In [0]:
# Sample data for df1
data1 = [
    (1, "Apple"),
    (2, "Banana"),
    (3, "Orange"),
    (3, "Orange")  # duplicate row
]

# Sample data for df2
data2 = [
    (3, "Orange"),
    (4, "Grapes")
]

# Define schema columns
columns = ["id", "fruit"]

# Create DataFrames
df1 = spark.createDataFrame(data1, columns)
df2 = spark.createDataFrame(data2, columns)

print("DF1:")
df1.display()

print("DF2:")
df2.display()


In [0]:
# Using exceptAll to find differences
result = df1.exceptAll(df2)

print("Rows in DF1 but not in DF2 (including duplicates):")
result.display()

### Rules & Requirements
Same schema → The two DataFrames must have the same column names and data types, in the same order.

Case sensitivity → By default, it is case-sensitive ("Apple" ≠ "apple").

Duplicate handling →

If a row occurs multiple times in DF1 and fewer times in DF2, exceptAll() will keep the remaining duplicates.

Example: If DF1 has (3, Orange) twice and DF2 has it once → result will keep it once.

Order is not guaranteed — output order may vary.

Immutable — It does not change the original DataFrames.

### When to Use exceptAll()
When you need set difference but want to preserve duplicate rows.

For comparing transactional data where the number of occurrences matters.

To find extra records in one DataFrame compared to another.

### How is it Different from except()?

| Feature                  | `except()` | `exceptAll()` |
| ------------------------ | ---------- | ------------- |
| Removes duplicates       | ✅ Yes      | ❌ No          |
| Preserves duplicate rows | ❌ No       | ✅ Yes         |
| Same schema requirement  | ✅ Yes      | ✅ Yes         |
| SQL equivalent           | `EXCEPT`   | `EXCEPT ALL`  |


### How It Works Internally
Row comparison is done by value, column by column.

For each row in DF1:

If it exists in DF2, it removes only one occurrence.

If it does not exist, it stays in the result.

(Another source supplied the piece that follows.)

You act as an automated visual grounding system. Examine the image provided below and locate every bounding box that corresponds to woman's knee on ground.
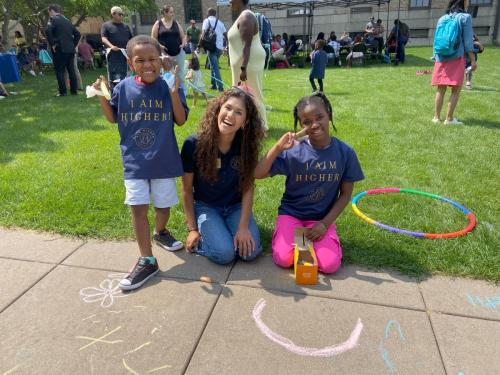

Keeps remaining duplicate occurrences.

### Real-World Use Cases
Data reconciliation — find extra rows in one dataset vs another while keeping track of how many extra copies exist.

Log analysis — detect extra events in one log vs a baseline.

Inventory checks — find overstocked items that don’t match an expected stock list.

ETL validation — compare source and target data where duplicates are important.